Frenkel was a very vigilant physician and one day in 1887, while examining a patient with tabes dorsalis, he observed the patient's poor performance of the finger-to-nose test. The patient asked Dr Frenkel about the test and was told what it meant and that he did not ‘pass’ the test. Several months later, on re-examination, the patient showed extraordinary improvement in coordination. Frenkel was astonished by the improvement. He had never seen such an improvement before, which was contradictory to the teaching of the day. When he asked the patient what had happened in the interval, the patient replied, ‘I wanted to pass the test and so I practiced.’ This event inspired Frenkel to a general assumption: ‘If one patient can reduce his ataxia by practice, why not all? Or at least others?’ He immediately started to study the problem in an empiric manner.1 A house was rented in the ‘Cure Park’ and the rooms were fitted with many exercise devices for improving coordination. He made chalk outlines of shoe prints on the floor for patients to follow as they supported themselves between parallel bars. At first, each patient was given the personal attention of this young, enthusiastic physician, who himself had been disabled by a childhood hip disease and walked with a limp. Later, he trained assistants to take care of the increased patient load. The results were so good that in 1889 he decided to lecture about it at a meeting in Dresden.2 He gained a great reputation and attracted patients to the small village from Russia and Scandinavia, physicians from Italy and the USA. In 1897, an American physician, Bettman,3 described the method in the Journal of the American Medical Association.
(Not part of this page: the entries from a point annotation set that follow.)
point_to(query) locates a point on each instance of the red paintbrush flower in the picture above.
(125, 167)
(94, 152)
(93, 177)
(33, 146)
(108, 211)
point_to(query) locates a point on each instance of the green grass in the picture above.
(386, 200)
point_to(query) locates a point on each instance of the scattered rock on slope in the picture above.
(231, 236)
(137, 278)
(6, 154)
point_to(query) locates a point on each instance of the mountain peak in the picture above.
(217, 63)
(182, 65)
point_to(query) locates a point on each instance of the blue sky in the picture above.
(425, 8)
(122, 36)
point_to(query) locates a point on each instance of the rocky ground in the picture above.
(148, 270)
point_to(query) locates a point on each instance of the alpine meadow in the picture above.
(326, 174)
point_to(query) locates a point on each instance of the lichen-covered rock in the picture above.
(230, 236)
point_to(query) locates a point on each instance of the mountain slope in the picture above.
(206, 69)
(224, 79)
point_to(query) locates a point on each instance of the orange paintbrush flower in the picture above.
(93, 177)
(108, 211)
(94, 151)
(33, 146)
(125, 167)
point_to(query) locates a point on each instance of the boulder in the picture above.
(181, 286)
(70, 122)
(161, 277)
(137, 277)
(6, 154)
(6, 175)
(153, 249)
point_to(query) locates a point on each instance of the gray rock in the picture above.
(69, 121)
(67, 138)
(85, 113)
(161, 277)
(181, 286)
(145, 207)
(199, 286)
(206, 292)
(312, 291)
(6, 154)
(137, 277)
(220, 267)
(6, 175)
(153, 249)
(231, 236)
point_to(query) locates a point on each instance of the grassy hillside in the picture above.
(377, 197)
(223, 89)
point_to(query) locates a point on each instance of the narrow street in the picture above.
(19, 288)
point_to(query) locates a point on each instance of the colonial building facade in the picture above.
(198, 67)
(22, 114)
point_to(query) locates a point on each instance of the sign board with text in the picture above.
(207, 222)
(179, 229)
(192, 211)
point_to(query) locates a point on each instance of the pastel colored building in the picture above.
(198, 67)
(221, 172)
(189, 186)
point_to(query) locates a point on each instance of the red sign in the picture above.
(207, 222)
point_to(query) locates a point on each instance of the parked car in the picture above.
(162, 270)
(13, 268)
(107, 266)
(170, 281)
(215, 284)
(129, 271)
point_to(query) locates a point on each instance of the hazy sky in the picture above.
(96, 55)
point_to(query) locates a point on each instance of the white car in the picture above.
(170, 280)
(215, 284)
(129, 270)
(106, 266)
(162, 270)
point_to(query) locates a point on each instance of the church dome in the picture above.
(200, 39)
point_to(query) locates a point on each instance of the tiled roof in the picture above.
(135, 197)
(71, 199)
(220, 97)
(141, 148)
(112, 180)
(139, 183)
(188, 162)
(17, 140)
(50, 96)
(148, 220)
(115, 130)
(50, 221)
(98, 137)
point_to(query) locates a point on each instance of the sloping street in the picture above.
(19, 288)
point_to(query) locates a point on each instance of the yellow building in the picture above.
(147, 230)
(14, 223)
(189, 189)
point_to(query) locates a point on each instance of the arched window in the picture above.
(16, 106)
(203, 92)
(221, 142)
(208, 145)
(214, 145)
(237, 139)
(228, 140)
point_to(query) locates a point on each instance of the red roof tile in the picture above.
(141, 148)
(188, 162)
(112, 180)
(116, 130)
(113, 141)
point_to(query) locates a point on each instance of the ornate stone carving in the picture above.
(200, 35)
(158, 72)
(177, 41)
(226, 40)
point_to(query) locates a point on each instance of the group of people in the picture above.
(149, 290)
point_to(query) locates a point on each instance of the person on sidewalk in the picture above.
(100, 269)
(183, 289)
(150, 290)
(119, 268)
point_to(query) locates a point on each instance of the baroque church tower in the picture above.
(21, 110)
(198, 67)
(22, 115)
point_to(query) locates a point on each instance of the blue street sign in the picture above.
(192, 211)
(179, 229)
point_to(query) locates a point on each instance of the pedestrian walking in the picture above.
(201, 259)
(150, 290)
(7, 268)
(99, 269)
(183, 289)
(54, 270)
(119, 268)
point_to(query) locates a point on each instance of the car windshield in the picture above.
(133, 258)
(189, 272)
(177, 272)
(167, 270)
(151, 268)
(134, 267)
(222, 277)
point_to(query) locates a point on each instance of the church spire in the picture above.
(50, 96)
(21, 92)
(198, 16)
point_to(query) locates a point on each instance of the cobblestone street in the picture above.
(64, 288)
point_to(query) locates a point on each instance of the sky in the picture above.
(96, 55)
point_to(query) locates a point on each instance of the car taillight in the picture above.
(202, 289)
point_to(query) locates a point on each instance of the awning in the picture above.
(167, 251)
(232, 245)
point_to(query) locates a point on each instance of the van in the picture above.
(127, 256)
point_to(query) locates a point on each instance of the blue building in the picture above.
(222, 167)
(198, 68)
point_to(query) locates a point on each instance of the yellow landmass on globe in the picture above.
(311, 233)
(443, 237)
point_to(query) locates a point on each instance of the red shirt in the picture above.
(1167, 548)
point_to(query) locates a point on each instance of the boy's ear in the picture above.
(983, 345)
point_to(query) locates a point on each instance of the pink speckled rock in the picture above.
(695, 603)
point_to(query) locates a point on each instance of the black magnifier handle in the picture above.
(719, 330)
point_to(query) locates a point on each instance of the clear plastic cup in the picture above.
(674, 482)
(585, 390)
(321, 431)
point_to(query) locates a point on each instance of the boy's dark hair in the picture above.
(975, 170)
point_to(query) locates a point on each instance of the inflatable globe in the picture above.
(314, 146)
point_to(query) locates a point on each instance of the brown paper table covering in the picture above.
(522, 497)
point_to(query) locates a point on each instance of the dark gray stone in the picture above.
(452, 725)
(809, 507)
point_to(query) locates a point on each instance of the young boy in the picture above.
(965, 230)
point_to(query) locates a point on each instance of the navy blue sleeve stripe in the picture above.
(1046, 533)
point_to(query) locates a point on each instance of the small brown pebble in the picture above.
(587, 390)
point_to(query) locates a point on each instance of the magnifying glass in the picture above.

Shortly afterwards, even from the Salpétriére, a world-famous hospital, physicians attended his small clinic to learn from his experience. It was in the Salpétriére that Pinel introduced the moral treatment of insanity and psychiatric occupational therapy. It was there that Bourguignon first studied chronaxy in man. It was the hospital of Jean-Martin Charcot (1825–1893), the best known neurologist of his time. When he suddenly died, the Paris faculty of Medicine had to choose his successor. They reviewed the excellent and famous candidates, and the decision was difficult: J Babinski, P Marie, E Brissaud, J Dejerine, L Landouzy were considered and, finally, Fulgence Raymond (1844–1910) was nominated:4,5 he had finished veterinary medicine school and later medical school. He had published hundreds of articles. He made considerable contributions to our knowledge on tabes and general paresis, pseudo-bulbar palsy, hysteria and much more. He had sent his assistant, Rubens Hirschberg (1862–1920), to Heiden to observe Frenkel's work. Hirschberg became so enthusiastic that upon his return he convinced Raymond to establish a gymnasium in the neurology department of the Salpétriére–possibly the first hospital gymnasium. When Raymond witnessed the improvement of ataxic patients, he called the attention of his students to the method, and in his published lectures of 1893, he used the expression ‘ré-éducation fonctionelle’ to describe the process.

By 1896, Frenkel left Heiden for the larger scene of Berlin. In 1913, Frenkel was appointed professor, while being employed as the head of the serological department at the Psychiatric and Neurological clinic at the Charité Hospital. At the age of 72, after prolonged suffering from severe disease, he died in Dresden-Loschwitz, Germany and was brought to Heiden to be buried.

Frenkel pioneered the specialty of physical medicine and rehabilitation. He was the first to introduce the concept of exercise to restore dexterity and to improve ambulation. This constitutes the basics of function, which is the basis and essence of Rehabilitation Medicine. Prior to his work, exercise had been used therapeutically from time to time since Hippocrates, who learned it from his teacher Heraclides, only to improve strength or endurance foremost in healthy individuals. However, Frenkel was interested only in the rehabilitation of tabetics by exercises, motor skills learning, electrotherapy and massage, in an attempt to lessen neurological impairments. Hirschberg, a French neurologist, extrapolated the philosophy and method of Frenkel to other chronic neurologic disabilities, notably hemiplegia. Hirschberg6 continued his interest in functional re-education, but was glad to relinquish physical therapy to his colleagues at Salpétriére, who kept the flame of rehabilitation alive until after the end of World War I.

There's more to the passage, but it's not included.